Alternatively, find removal spells that have actual text on them against
your Gearhulk-less control opponents. Cast Out, Vraska’s Contempt, and
Never are all obvious ones, killing opposing creatures from midrange and
aggro decks but not being blank against most of the control decks you face
due to a need to remove Teferi, Hero of Dominaria or the ability of Cast
Out to hit opposing enchantments. On the Cast Out note, I feel like with
Heart of Kiran everywhere we might be nearing the point where playing a
maindeck Disenchant effect – perhaps Forsake the Worldly — is fine in the
right deck, essentially as removal for your opponent’s vehicles that isn’t
embarrassing against U/W Control. Thrashing Brontodon and Walking Ballista
are already seeing plenty of play, but in exchange for being pretty
overcosted as far as removal goes, they both have play to them against
control just as warm bodies with additional modes.

That’s all fairly basic stuff, but Doomfall is a bit more what I’m thinking
at the moment. This card has always been a bit overcosted and clunky, but
it’s the sort of versatile card that lets you have more removal versus
opposing Winding Constrictors without just auto-conceding game 1 against
control decks. More interestingly I suspect we’re now at a point where, in
the right decks, maindeck Duress is fine; even a lot of the aggressive
decks have planeswalkers and vehicles. Take this 5-0 decklist for example,
piloted by Guillaume Wafo-Tapa:


Here, Duress serves a dual role. It both lets you have more game against
opposing U/W Control opponents by upping the amount of relevant game 1
interaction you have (note, too, that Essence Scatter is capped at two
copies in this list likely for the same reason – you really don’t want too
many dead spells) whilst also giving you a way to clear out Unlicensed
Disintegrations from the hand of your R/B Aggro opponent the turn before
you Torrential Gearhulk them.

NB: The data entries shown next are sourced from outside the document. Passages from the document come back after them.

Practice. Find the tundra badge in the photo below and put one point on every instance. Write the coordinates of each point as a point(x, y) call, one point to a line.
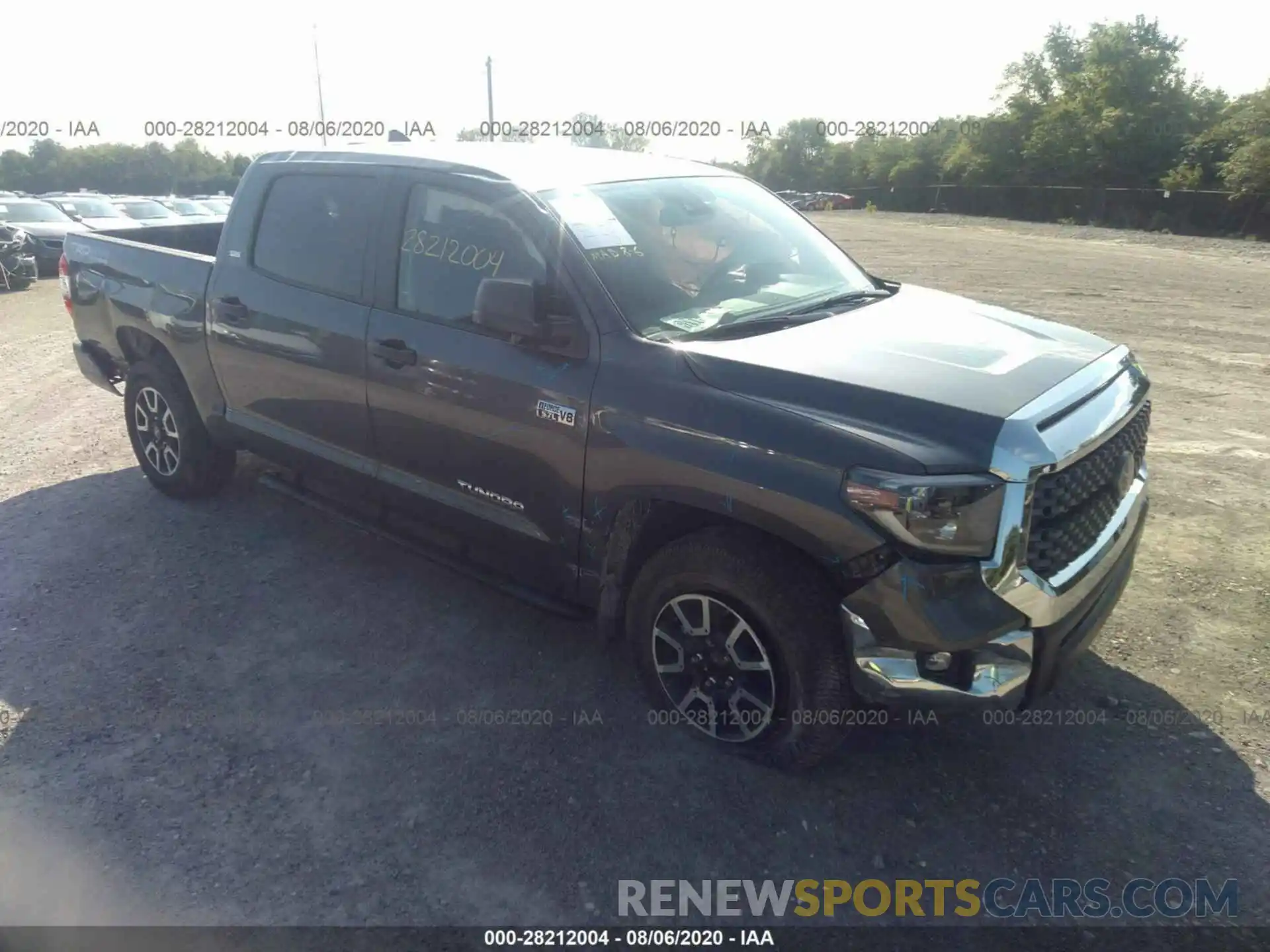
point(556, 413)
point(493, 496)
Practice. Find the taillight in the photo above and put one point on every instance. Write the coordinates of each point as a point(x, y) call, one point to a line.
point(64, 280)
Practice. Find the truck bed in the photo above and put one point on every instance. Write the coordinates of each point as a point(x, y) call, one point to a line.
point(201, 238)
point(148, 280)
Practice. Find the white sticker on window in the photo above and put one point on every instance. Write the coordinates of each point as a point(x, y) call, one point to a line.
point(591, 220)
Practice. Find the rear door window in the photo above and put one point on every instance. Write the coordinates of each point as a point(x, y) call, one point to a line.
point(450, 244)
point(314, 230)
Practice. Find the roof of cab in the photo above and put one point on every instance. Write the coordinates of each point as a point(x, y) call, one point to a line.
point(534, 167)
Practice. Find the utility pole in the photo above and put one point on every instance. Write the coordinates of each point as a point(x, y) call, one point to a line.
point(489, 93)
point(321, 108)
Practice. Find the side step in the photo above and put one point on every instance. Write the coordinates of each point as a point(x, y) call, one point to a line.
point(296, 491)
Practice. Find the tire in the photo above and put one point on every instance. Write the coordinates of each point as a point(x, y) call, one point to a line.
point(183, 462)
point(792, 615)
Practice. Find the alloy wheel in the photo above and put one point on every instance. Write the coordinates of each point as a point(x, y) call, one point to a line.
point(157, 430)
point(714, 668)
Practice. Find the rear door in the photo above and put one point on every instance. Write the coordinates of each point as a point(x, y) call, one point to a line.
point(474, 433)
point(288, 307)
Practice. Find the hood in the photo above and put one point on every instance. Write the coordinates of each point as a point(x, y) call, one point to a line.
point(50, 229)
point(929, 374)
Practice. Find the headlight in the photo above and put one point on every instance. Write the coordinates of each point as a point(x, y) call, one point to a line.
point(947, 514)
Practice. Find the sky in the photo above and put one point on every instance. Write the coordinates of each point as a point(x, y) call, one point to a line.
point(127, 63)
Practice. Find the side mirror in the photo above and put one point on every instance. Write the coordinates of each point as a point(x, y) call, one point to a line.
point(512, 307)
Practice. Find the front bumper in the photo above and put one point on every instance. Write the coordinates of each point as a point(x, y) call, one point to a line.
point(1009, 633)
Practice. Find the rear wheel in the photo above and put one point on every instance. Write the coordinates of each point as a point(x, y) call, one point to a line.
point(168, 437)
point(741, 644)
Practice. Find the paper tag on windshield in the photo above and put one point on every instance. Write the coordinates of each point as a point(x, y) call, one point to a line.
point(591, 220)
point(693, 323)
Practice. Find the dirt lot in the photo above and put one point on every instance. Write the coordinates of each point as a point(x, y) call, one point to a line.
point(171, 658)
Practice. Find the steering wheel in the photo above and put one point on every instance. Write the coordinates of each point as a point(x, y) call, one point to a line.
point(741, 257)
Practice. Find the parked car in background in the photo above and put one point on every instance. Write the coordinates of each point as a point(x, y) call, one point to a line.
point(89, 208)
point(146, 211)
point(17, 266)
point(218, 204)
point(45, 225)
point(190, 210)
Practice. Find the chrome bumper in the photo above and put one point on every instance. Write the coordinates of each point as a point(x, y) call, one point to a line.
point(889, 674)
point(1043, 437)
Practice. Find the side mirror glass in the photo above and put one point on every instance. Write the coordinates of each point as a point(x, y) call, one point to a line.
point(511, 307)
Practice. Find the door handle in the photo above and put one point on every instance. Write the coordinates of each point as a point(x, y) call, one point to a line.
point(394, 353)
point(230, 310)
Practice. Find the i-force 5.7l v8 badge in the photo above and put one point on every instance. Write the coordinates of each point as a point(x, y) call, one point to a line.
point(556, 413)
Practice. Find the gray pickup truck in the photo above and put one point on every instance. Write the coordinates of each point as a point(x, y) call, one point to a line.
point(652, 391)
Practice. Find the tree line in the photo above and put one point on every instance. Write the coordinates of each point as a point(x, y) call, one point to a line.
point(1109, 110)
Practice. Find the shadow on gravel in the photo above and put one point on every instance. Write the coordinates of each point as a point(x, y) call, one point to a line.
point(205, 742)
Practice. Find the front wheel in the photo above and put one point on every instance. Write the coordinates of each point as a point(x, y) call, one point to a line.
point(740, 643)
point(175, 452)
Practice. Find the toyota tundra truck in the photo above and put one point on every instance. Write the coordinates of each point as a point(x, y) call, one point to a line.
point(650, 391)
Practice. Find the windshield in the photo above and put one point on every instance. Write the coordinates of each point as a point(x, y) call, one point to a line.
point(89, 207)
point(30, 212)
point(145, 210)
point(185, 206)
point(683, 255)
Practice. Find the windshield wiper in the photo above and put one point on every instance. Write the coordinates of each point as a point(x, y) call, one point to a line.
point(850, 298)
point(757, 325)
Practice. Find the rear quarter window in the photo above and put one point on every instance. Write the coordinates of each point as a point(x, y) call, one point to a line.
point(314, 230)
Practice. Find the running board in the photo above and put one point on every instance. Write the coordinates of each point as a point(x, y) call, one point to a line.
point(278, 484)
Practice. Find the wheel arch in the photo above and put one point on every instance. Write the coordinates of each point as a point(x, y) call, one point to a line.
point(646, 524)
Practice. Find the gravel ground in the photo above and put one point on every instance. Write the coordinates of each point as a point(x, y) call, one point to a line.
point(161, 666)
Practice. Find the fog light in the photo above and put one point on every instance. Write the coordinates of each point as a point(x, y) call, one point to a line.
point(937, 662)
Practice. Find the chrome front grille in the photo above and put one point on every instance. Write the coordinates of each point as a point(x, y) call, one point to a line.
point(1074, 506)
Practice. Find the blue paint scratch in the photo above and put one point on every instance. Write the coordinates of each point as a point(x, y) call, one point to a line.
point(904, 584)
point(556, 374)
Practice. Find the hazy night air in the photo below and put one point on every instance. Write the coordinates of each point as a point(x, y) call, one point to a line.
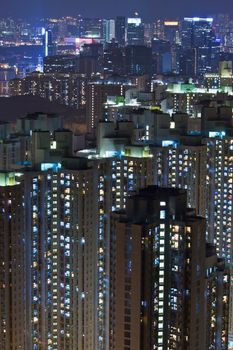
point(147, 8)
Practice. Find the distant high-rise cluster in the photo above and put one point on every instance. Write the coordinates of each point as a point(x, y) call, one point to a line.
point(116, 211)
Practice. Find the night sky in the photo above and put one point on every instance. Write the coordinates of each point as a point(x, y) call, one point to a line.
point(148, 9)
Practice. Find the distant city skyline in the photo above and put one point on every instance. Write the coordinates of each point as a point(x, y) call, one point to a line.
point(148, 9)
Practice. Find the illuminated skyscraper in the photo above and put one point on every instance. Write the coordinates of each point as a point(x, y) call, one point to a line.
point(120, 30)
point(49, 45)
point(168, 289)
point(135, 31)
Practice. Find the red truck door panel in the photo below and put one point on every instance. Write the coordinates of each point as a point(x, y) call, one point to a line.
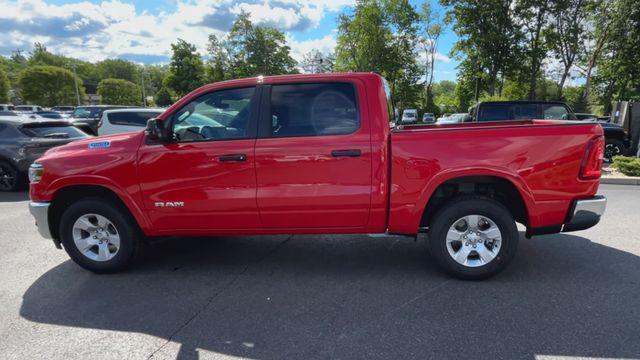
point(313, 157)
point(205, 180)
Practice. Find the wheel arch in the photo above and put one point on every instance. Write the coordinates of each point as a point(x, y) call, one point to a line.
point(508, 189)
point(67, 195)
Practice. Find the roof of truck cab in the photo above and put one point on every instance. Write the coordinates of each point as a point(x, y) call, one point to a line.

This is a perfect demonstration of the kind
of thinking you need when tuning your interaction within the confines of
this Standard’s current rules of engagement.

Incidentally, I attribute a lot of the success of W/B Aggro to the fact
that it neatly avoids running in to any of the problems we’ve talked about.
Only Toolcraft Exemplar runs in to the Chainwhirler/Ballista problem (and
Exemplar is easy to sideboard out), the deck is resilient to sweepers, the
only maindeck creatures that line up poorly versus Unlicensed
Disintegration are the pair of maindeck Lyra Dawnbringers, the deck is very
able to punch down planeswalkers, and most lists only have Fatal Pushes as
poor cards against opposing control decks. It’s not that W/B Aggro is doing
anything particularly flashy or impressive, but rather that it picks up a
lot of percentage points from the outset by simply understanding the rules
of engagement and following them.

Looking Forward


At present I believe these are the three rules of engagement that sit at
the heart of Standard, but Standard is evolving faster than it has in a
long time, and with the Pro Tour looming could well be preparing to undergo
even more shifts and changes. Be conscious of these truths in your
deckbuilding and deck tuning, but as things change in the coming weeks also
be willing to reassess them by asking yourself what it is you’re really
losing to from whatever the latest best deck is. If that deck is going to
stick around and is really causing problems for you, it’s quite possible
that it’s redefining the rules of engagement in Standard and gaining a lot
of wins due to people not understanding what the new rules really are.
Understanding exactly what it is people are losing to is the first and most
important step towards fighting back.